The current payment and review procedures for IRFs were established in
recent years. The inpatient rehabilitation facility prospective payment
system (IRF PPS) was implemented in January 2002. Payment is contingent on
an IRF's completing the IRF-PAI after admission and transmitting the
resulting data to CMS. Two basic requirements must be met if inpatient
hospital stays for rehabilitation services are to be covered: (1) the
services must be reasonable and necessary, and (2) it must be reasonable
and necessary to furnish the care on an inpatient hospital basis, rather
than in a less intensive facility, such as a SNF, or on an outpatient
basis.14 Determinations of whether hospital stays for rehabilitation
services are reasonable and necessary must be based on an assessment of
each beneficiary's individual care needs. Beginning in April 2002, the
fiscal intermediaries, the entities that conduct compliance reviews, were
specifically authorized to conduct reviews for medical necessity to
determine whether an individual admission to an IRF was covered under
Medicare.15

13During the transition period, the threshold increases each year (from 50
percent to 60 percent to 65 percent) before the 75 percent threshold is
effective. The transition period also allows a patient to be counted
toward the required threshold if the patient is admitted for either a
primary or comorbid condition on the list in the rule. At the end of the
transition period, a patient cannot be counted toward the required
threshold on the basis of a comorbidity on the list in the rule.

14Rehabilitative care in a hospital, rather than a SNF or on an outpatient
basis, is considered to be reasonable and necessary when a patient
requires a more coordinated, intensive program of multiple services than
is generally found outside of a hospital (Medicare Benefit Policy Manual,
chapter 1, Section 110.1).

15Prior to this time, Quality Improvement Organizations had this
authority. CMS Transmittal 21 made clear that fiscal intermediaries have
the authority to review admissions to IRFs.

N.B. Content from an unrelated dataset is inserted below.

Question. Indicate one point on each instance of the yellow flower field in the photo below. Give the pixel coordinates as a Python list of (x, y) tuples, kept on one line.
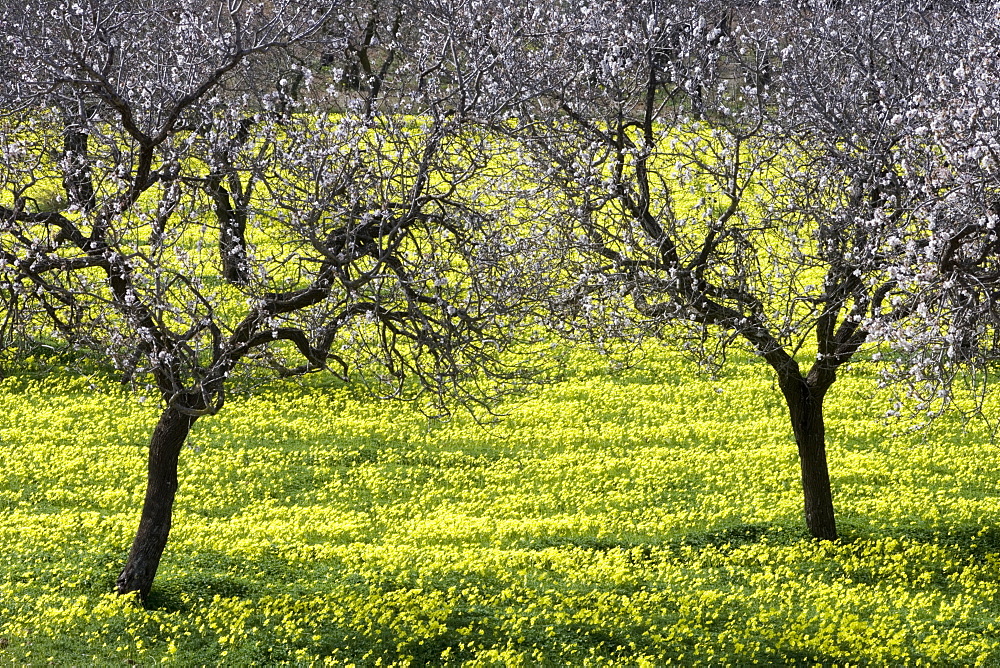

     Fewer Than Half of All IRF Medicare Patients in 2003 Were Admitted for
    Conditions on List in Rule, and Few IRFs Were Able to Meet a 75 Percent
                                   Threshold

As we reported in April 2005, among the 506,662 Medicare patients admitted
to an IRF in fiscal year 2003, less than 44 percent were admitted with a
primary condition on the list in the 75 percent rule. About another 18
percent of IRF Medicare patients were admitted with a comorbid condition
that was on the list in the rule. Among the 194,922 IRF Medicare patients
that did not have a primary or comorbid condition on the list in the rule,
almost half were admitted for orthopedic conditions, and among those the
largest group was joint replacement patients whose condition did not meet
the list's specific criteria. (See figure 1.)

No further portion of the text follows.